The regulator of financial services in the UK has today issued a significant £1.6m fine to Societe Generale, in an attempt to clamp down on serious, persistent reporting failures at the bank over the last two years.

The French investment banking outfit, which employs more than 160,000 staff and holds in excess of €1tn in assets, has been the subject of ongoing FSA reviews, with as much as 8 in 10 transactions reportedly inaccurately tracked.

Today’s fine is the sixth of its kind handed to the bank over the last twelve months along with numerous warnings and reminder notices to encourage Societe Generale to rectify the issues reported, which are essential in helping regulators monitor and regulate on insider dealing and market abuse.

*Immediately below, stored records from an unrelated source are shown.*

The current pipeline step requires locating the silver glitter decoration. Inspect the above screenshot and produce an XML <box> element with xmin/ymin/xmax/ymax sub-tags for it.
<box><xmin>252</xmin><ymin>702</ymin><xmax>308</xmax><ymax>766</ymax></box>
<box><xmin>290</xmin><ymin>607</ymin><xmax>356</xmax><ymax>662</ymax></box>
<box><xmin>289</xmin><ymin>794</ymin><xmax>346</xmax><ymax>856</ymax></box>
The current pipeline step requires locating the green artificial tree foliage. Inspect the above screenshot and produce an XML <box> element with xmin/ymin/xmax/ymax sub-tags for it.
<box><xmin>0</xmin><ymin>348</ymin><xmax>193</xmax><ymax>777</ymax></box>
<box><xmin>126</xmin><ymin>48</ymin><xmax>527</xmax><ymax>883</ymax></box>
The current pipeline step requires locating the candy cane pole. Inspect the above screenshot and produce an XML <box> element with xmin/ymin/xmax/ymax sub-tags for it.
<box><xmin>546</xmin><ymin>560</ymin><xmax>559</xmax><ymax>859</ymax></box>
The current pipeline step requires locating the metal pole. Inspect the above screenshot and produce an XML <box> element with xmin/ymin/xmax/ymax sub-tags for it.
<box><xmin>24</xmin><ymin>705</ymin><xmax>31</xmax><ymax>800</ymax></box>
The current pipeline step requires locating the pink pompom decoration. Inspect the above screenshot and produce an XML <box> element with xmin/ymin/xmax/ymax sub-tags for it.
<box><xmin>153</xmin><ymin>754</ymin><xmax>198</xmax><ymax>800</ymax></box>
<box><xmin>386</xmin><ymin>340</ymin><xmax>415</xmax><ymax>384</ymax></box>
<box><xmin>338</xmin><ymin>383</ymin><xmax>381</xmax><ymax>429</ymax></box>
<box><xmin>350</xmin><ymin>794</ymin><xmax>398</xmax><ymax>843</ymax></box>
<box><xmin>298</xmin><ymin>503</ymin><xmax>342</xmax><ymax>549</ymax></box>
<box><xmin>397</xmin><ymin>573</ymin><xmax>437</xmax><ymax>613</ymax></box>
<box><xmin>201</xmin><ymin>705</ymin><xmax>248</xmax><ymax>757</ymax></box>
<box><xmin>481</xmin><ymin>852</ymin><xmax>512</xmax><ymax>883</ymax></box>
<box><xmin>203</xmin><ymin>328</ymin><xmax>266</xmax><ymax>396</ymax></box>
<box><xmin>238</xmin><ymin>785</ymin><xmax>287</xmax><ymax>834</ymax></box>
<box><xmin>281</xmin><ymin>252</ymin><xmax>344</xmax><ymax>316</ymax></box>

A FSA spokesperson suggested the fine represented the severity of Societe Generale’s persistent breaches, although the bank has fully complied with the FSA’s investigations in addition to settling payment early.

The move follows similar crackdowns on banks including Barclays, which was fined almost £2.5mil in June as a response to similar reporting misgivings, after a reporting fine for an equivalent amount was issued last August.  Likewise, Credit Suisse was amongst a collective of banks recently fined £4.2million in respect of their own regulatory breaches.

After coming under intense scrutiny in the wake of the banking crisis, the Financial Services Authority has appeared particularly keen to enforce reporting requirements on banks and financial institutions.